Une autre politique consisterait à coordonner les évolutions salariales au sein des pays de la zone euro, afin de permettre à la BCE d’atteindre son objectif d’inflation de 2 %, tout en résorbant les désajustements nominaux. Chaque pays se fixerait une cible d’évolution de ses coûts salariaux unitaires. Les pays actuellement sous-évalués (Allemagne, Pays-Bas, Autriche) auraient une cible supérieure à 2 %, tandis que les pays surévalués auraient une cible positive mais inférieure à 2 %. Une fois les déséquilibres résorbés, ce qui prendra nécessairement de nombreuses années, les cibles pourraient être harmonisées à 2 %.
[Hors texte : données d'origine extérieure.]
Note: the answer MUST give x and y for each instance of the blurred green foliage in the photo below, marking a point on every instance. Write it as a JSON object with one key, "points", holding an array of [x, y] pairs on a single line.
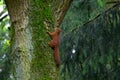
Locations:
{"points": [[90, 42]]}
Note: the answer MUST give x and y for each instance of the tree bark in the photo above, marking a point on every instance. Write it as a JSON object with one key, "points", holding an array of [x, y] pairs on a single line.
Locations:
{"points": [[31, 57]]}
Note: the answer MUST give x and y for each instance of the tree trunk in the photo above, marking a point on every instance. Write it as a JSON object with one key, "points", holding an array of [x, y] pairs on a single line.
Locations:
{"points": [[31, 57]]}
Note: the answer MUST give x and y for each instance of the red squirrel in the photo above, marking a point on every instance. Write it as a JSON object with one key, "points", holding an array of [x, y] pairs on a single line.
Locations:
{"points": [[54, 44]]}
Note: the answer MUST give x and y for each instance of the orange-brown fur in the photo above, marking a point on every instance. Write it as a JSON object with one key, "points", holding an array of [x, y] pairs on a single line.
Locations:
{"points": [[54, 44]]}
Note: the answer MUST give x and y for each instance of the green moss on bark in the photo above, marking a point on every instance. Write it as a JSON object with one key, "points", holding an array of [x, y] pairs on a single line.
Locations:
{"points": [[43, 67]]}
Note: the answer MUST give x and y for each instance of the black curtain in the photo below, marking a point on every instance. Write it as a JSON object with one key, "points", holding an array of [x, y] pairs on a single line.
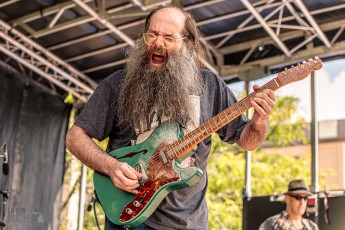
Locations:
{"points": [[33, 124]]}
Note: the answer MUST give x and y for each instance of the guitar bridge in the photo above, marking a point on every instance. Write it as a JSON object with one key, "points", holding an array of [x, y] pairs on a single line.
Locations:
{"points": [[140, 169], [164, 157]]}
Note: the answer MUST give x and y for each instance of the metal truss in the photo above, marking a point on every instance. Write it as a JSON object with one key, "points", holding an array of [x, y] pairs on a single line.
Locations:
{"points": [[44, 63], [279, 28]]}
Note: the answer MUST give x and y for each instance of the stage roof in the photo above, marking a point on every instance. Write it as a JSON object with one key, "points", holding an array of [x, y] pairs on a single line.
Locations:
{"points": [[70, 46]]}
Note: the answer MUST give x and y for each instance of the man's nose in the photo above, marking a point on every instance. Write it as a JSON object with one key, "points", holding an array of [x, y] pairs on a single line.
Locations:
{"points": [[159, 43]]}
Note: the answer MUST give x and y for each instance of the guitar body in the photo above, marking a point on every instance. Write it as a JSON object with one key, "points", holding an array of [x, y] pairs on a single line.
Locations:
{"points": [[161, 176]]}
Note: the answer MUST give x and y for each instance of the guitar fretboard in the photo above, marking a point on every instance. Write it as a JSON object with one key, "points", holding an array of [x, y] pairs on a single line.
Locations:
{"points": [[190, 140]]}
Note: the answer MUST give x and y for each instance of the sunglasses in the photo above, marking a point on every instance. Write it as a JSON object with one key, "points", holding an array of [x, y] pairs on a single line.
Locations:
{"points": [[300, 197]]}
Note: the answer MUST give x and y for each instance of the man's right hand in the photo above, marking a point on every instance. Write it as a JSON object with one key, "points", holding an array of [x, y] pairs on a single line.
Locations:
{"points": [[125, 177]]}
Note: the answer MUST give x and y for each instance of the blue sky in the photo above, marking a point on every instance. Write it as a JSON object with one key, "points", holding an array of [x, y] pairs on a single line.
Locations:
{"points": [[330, 91]]}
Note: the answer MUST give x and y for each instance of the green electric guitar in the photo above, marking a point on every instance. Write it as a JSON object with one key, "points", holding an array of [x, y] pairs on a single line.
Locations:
{"points": [[159, 157]]}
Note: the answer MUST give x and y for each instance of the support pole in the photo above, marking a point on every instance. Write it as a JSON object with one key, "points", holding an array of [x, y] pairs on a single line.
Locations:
{"points": [[314, 138], [247, 190], [82, 197]]}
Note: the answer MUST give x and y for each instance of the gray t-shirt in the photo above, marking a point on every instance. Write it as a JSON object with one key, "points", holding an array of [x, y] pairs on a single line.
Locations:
{"points": [[181, 209]]}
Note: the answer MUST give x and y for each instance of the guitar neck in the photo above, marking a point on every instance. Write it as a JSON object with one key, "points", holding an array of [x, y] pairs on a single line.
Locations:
{"points": [[184, 145]]}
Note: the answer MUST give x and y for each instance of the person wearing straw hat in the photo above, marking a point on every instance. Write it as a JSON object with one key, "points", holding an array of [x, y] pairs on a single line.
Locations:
{"points": [[292, 217]]}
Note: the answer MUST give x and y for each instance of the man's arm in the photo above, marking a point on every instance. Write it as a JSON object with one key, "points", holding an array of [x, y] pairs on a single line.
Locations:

L’ajustement relatif des coûts salariaux unitaires peut aussi passer par les différentiels de gains de productivité. Ce point renforce l’importance des politiques de relance de l’investissement dans la zone euro, à même d’améliorer la productivité et la compétitivité des pays devant réaliser un ajustement nominal important. L’ajustement des coûts salariaux unitaires par ce biais permettrait ainsi de relâcher un peu plus la pression à la baisse sur les salaires et la demande interne en zone euro.

Une telle politique représenterait un changement profond dans la gouvernance économique de la zone euro, et demanderait une stratégie de coopération renforcée. Le maintien de la cohésion de l’Union monétaire est pourtant à ce prix.

[1] même si la compétitivité-hors prix joue également un rôle dans les mécanismes commerciaux, nous avons fait abstraction de celle-ci faute de mesure quantitative adéquate.